Wednesday 25 March 2015

A Few Details On Venus

(The image is a radar topographical map of Venus with false colors but maybe kind of appropriate here?)

SM Stirling, The Sky People (New York, 2006).

(i) Venus has no moon so it has no tides, right? Wrong. There are "...low solar-only tides..." (p. 19).

(ii) One domesticated animal on Venus is the tharg (p. 23). Tharg is the name of the fictional alien Editor of the British comic, 2000 AD, but that has to be a coincidence.

(iii) Is it grammatically incorrect to split an infinitive?

Star Trek: "...to boldly go..."
Stirling: "...to not bother people..." (p. 22)

No. Grammarians trying to model English grammar on Latin grammar thought that an English infinitive should never be split because a Latin infinitive is never split. However, a Latin infinitive cannot be split because it is a single word: amare, to love. We can do what we want in English.

(iv) The multiple qualifications of people sent to Venus are demonstrated in "'Wing Commander Christopher Blair, RAF...Anthropology and linguistics, lighter-than-air pilot...'" (p. 22).

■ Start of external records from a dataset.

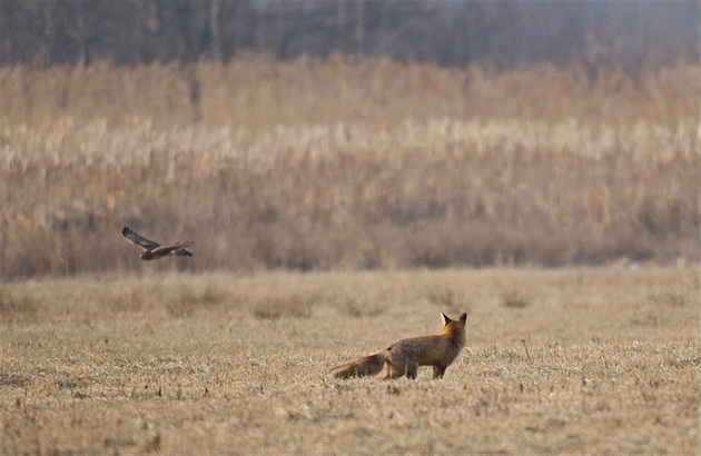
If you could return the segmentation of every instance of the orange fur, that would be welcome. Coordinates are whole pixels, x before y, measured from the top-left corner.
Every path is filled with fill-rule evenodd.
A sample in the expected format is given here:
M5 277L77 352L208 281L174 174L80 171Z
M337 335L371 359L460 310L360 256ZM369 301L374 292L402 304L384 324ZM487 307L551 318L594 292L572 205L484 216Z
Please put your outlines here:
M385 379L404 375L414 379L419 366L433 366L433 378L443 378L445 369L465 347L467 314L456 320L441 315L444 323L441 335L397 340L384 351L336 367L332 375L336 378L363 377L379 373L384 366Z

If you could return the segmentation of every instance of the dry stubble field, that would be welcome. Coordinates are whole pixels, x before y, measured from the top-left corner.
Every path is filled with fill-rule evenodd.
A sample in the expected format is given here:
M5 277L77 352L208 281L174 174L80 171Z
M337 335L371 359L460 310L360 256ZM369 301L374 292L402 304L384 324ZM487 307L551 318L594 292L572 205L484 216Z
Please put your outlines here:
M0 454L698 454L699 271L7 282ZM443 380L328 370L467 311Z

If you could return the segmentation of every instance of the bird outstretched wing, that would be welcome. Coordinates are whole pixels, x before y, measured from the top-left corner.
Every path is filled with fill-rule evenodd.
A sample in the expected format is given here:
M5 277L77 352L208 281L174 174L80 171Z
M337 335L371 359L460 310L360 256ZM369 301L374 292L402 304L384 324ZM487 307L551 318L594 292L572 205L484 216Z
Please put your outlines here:
M144 250L154 250L160 247L160 244L154 242L152 240L146 239L145 237L139 236L136 231L130 229L129 227L124 227L121 230L121 236L125 237L129 242L135 246L141 247Z

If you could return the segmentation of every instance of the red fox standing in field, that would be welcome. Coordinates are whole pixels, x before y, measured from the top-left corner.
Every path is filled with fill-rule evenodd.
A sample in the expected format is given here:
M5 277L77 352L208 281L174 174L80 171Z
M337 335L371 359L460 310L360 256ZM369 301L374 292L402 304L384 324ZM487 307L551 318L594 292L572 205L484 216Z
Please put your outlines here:
M385 379L416 378L418 366L433 366L433 378L443 378L445 369L465 347L465 321L467 314L452 320L443 316L443 330L438 336L413 337L397 340L386 350L356 361L344 364L332 370L336 378L375 375L385 367Z

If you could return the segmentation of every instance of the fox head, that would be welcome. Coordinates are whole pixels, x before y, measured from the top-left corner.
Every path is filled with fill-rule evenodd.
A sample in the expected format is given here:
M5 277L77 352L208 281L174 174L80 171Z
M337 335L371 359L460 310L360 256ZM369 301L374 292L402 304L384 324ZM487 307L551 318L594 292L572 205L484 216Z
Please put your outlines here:
M441 313L443 317L443 330L441 334L443 336L450 336L451 338L456 338L462 340L464 344L465 340L465 321L467 321L467 314L463 314L458 319L454 320L448 318L447 315Z
M460 323L463 327L465 327L465 321L467 321L467 314L461 315L457 320L452 320L443 313L441 313L441 316L443 317L443 326L448 326L451 323Z

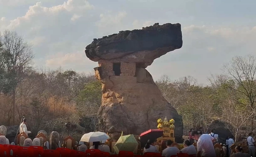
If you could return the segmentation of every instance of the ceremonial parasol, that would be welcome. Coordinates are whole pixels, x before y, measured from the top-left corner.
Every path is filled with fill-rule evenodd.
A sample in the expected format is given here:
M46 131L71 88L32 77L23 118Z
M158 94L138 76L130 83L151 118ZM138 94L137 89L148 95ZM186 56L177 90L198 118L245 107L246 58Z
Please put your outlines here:
M121 136L113 147L116 154L121 151L134 152L138 143L134 135Z
M84 134L80 141L85 142L100 142L109 139L107 134L102 132L91 132Z
M163 131L160 129L150 129L140 134L140 142L143 147L149 139L155 140L163 135Z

(v) When do timelines diverge? For people on Earth, the Sky People timeline diverged from ours in the 1960's when a probe landed on Venus. But Venus and Mars had diverged a long time ago.

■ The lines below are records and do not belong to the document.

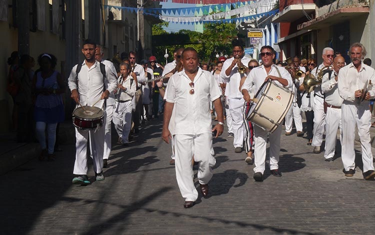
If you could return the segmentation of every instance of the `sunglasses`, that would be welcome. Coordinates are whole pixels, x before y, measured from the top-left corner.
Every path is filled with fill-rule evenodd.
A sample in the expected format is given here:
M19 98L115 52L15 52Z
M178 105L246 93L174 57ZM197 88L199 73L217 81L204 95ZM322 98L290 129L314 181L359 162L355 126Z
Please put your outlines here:
M272 54L272 52L262 52L260 53L260 54L262 57L264 57L264 56L270 56Z
M189 85L190 85L190 86L192 88L189 91L189 93L190 93L190 94L194 94L194 82L190 82Z

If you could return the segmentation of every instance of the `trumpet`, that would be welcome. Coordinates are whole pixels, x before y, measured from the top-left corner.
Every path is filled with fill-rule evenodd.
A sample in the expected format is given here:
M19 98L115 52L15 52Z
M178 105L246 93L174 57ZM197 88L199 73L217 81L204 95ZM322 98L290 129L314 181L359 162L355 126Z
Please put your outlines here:
M238 72L242 74L244 74L245 72L246 72L246 67L245 67L244 64L242 64L242 62L241 62L241 58L240 58L240 56L238 54L236 55L236 58L240 60L239 62L237 62L237 66L238 66Z
M312 91L316 86L322 84L323 76L330 70L330 66L327 66L320 68L318 72L316 78L312 74L309 74L304 77L304 88L306 92L308 92L306 98L310 98L310 92Z

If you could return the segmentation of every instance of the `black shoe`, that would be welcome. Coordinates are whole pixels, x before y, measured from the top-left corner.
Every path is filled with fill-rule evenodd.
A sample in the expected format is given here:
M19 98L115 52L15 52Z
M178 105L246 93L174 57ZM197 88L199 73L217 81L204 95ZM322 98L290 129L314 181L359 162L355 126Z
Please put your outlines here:
M278 169L274 169L271 170L271 174L276 177L281 177L281 172L278 171Z
M253 177L254 180L255 180L255 181L256 182L262 182L263 181L263 174L260 172L256 172L254 174L254 176Z
M356 170L354 170L354 169L349 169L349 170L346 171L345 169L343 169L342 172L344 172L346 176L352 177L354 175L354 174L356 173Z
M375 178L375 171L370 170L364 173L364 178L366 180L374 180Z

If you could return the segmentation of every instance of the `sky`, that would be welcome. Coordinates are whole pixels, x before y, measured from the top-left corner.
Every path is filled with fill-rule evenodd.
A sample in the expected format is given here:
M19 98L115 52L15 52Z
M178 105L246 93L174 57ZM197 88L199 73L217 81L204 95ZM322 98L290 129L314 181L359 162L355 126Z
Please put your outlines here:
M176 4L172 2L172 0L168 0L168 2L160 2L160 4L162 6L162 8L192 8L195 6L196 5L194 4ZM171 14L171 16L173 14ZM194 16L194 14L190 16ZM172 23L170 22L169 26L166 28L164 28L164 30L168 32L178 32L180 30L194 30L194 25L188 24L183 24L180 23Z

(vi) If their Earth was the same as ours until the 1960's, then Wing Commander Blair might be related to one of our recent British Prime Ministers?

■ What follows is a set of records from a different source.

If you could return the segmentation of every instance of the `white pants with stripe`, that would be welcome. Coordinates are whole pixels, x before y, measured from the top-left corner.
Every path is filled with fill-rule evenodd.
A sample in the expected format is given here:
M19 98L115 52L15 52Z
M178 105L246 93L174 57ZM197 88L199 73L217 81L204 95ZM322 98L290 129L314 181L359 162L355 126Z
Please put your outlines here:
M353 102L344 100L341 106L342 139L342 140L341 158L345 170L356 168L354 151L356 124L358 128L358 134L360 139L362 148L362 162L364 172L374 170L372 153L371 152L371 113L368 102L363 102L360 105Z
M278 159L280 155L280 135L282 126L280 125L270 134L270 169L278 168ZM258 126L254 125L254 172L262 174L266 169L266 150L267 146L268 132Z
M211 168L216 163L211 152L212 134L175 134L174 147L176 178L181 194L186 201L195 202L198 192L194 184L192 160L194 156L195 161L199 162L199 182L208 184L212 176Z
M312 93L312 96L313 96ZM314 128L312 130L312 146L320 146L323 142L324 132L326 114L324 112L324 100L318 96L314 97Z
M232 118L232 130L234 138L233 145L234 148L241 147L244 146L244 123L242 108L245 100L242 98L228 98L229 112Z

(vii) Christopher Blair has "...an excruciatingly Etonian voice..." (ibid.) just as Mainwethering in Poul Anderson's Time Patrol had an Oxford accent so cultivated as to be almost incomprehensible. Are these North American caricatures of British characters? Maybe, except that there really are British people like that.

7 comments:

Sean M. Brooks said...

Hi, Paul!

Darn! Why didn't I think of that, Wing Commander Blair being related to former Prime Minister Blair? Or, for that matter, to the novelist Eric Arthur Blair, better known as George Orwell! At least two of Orwell's books: ANIMAL FARM and 1984 are arguably SF.

Sean

Sean M. Brooks said...

Hi, Paul!

A couple more comments I forgot to make. I have heard of the oft maligned or satirized Oxford accent, but "...an excruciatingly Etonian voice..." is new to me. What characterizes both types of accent?

Sean

Paul Shackley said...

Sean,
You are right. Orwell is a better guess.
Not sure if I can characterize those accents, let alone differentiate them! Just very upper crust English. I thought that the actor Robert Morley had attended Eton College but googling discloses that he went to Wellington. But I think that listening to a guy like that gives you some idea, though.
Paul.

Sean M. Brooks said...

Hi, Paul!

I agree, in SF terms, thinking of Wing Commander Blair being related to George Orwell makes more sense.

Is one characteristic of very upper crust English being how it's very painfully, painstakingly correct and accurate?

The US also has dialects and regional variations in how English is used or mangled, btw!

Sean

Paul Shackley said...

Sean,
Yes. As spoken by someone who is well educated enough to have a large vocabulary complete with Latin aphorisms. Also who is used to being listened to, not interrupted or talked over. Thus, able to expound slowly, thoughtfully and at length without slang or abbreviations, pronouncing each syllable clearly and correctly. (It should be a pleasure to listen to, I suppose.) Jeeves' dialogue falls into this category.
Paul.

Sean M. Brooks said...

Hi, Paul!

Yes, as you defined it, "upper crust English" SHOULD be a pleasure to listen to. Not something to be mocked or satirized.

Sean

Sean M. Brooks said...

Hi, Paul!

I suggest as well that Chives, Flandry's invaluable Shalmuan pilot/valet/chef, etc., was also very like Jeeves in his manner of speaking. Chives' use of the Emperor's Anglic was impeccably correct and cultured. Plus, in Section II of "The Game of Glory," we see this as Flandry was talking to the port official at Nyanza's space port: "Most of him was listening to the fellow's accent. The inexhaustible variations on Anglic were a hobby of his."